Sehr geehrte Frau Präsidentin, sehr geehrte Damen und Herren!

Als Sozialpädagogin weiß ich, dass es immer gut ist, mit einem Lob zu beginnen, wenn man erreichen will, dass das Gegenüber einem zuhört. Nehmen Sie es sozusagen als ein Coaching von links: Ich habe wirklich drei Dinge in Ihrem Sozialhaushalt gefunden, die zu erwähnen und zu loben sind und zu denen ich etwas sagen möchte: Erstens. Sie führen endlich ein Sinnesbehindertengeld ein, welches auch gehörlose und taubblinde Menschen unterstützt. Zweitens. Sie stellen mehr Geld für die Kitas zur Verfügung. Drittens. Sie beginnen mit einer besseren Umsetzung der Unterstützung der hessischen Hebammen. – Das sind doch drei erfreuliche Botschaften.

(Demonstrativer Beifall BÜNDNIS 90/DIE GRÜNEN)

Ich will Ihnen aber nicht verhehlen: Jede dieser Botschaft enthält auch einen dicken Wermutstropfen. Das Sinnesbehindertengeld steht seit Jahren auf der Tagesordnung. Sie sind also ziemlich spät dran, auch im Vergleich der Bundesländer. Zudem soll dieses Geld nicht einmal ab Januar nächsten Jahres gezahlt werden, sondern erst ab April. Ich weiß wirklich nicht, warum Sie jetzt noch so lange zögern. Sie könnten das Gesetz rückwirkend in Kraft treten lassen. Danach steht Ihnen aber offensichtlich nicht der Sinn.

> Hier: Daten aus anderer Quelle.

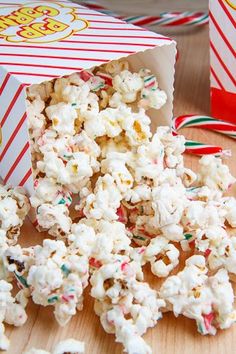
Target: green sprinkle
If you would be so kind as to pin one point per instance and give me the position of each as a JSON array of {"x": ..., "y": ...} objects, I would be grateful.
[
  {"x": 139, "y": 237},
  {"x": 200, "y": 329},
  {"x": 148, "y": 78},
  {"x": 65, "y": 269},
  {"x": 22, "y": 280},
  {"x": 62, "y": 201},
  {"x": 188, "y": 236},
  {"x": 52, "y": 299}
]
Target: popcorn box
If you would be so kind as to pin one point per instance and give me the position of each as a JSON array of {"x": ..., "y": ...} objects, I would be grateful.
[
  {"x": 222, "y": 57},
  {"x": 41, "y": 41}
]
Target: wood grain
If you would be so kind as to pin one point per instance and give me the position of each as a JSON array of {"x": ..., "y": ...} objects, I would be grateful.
[{"x": 171, "y": 335}]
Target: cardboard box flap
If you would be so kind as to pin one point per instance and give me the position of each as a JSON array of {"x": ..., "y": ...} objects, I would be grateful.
[{"x": 40, "y": 42}]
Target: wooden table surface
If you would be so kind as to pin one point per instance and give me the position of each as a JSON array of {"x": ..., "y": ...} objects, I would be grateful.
[{"x": 171, "y": 335}]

Bei den höheren Zuwendungen für die Kitas bin ich einmal gespannt, wie viel mehr an Landesmitteln tatsächlich ankommen wird. Wir wissen doch, dass die schwarz-grüne Landesregierung sehr gerne auf das Geld setzt, das von den Kommunen kommt – wie z. B. bei den Krankenhäusern. Gerade für die Kitas wird wesentlich mehr Geld von den Kommunen als vom Land ausgegeben. Selbstverständlich nimmt das Land auch gern die Bundesmittel mit, um seine eigenen Mittel schönzurechnen.

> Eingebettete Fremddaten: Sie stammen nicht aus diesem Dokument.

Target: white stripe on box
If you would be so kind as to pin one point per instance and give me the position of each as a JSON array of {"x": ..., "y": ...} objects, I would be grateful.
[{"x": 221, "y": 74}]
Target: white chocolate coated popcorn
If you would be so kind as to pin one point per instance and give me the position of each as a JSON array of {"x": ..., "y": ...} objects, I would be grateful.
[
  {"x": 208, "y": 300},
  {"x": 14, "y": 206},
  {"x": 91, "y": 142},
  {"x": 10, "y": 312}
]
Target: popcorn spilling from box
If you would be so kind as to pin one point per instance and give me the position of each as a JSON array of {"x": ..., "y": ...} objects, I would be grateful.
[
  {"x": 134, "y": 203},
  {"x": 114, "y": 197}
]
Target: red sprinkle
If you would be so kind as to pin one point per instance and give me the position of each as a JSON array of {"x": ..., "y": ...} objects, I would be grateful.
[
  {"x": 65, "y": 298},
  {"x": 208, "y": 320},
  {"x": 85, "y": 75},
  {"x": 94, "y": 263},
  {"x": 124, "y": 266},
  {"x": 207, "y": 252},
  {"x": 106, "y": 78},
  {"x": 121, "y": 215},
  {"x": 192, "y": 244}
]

Auch wenn wir sagen, es gibt mehr Geld in der pädagogischen Arbeit – was dringend erforderlich ist –, fehlt trotzdem immer noch eine Menge. Der Fachkräftemangel wird mit den vorgesehenen 600 praxisintegrierten vergüteten Ausbildungsplätzen noch nicht behoben sein. Auch die mittelbare pädagogische Arbeit fehlt in Ihrem Haushaltsentwurf immer noch – es gibt noch nicht einmal eine gesetzliche Regelung dafür –, und auch dem Ziel der Kostenfreiheit der frühkindlichen Bildung kommen wir mit dem Haushaltsentwurf keinen einzigen Schritt näher.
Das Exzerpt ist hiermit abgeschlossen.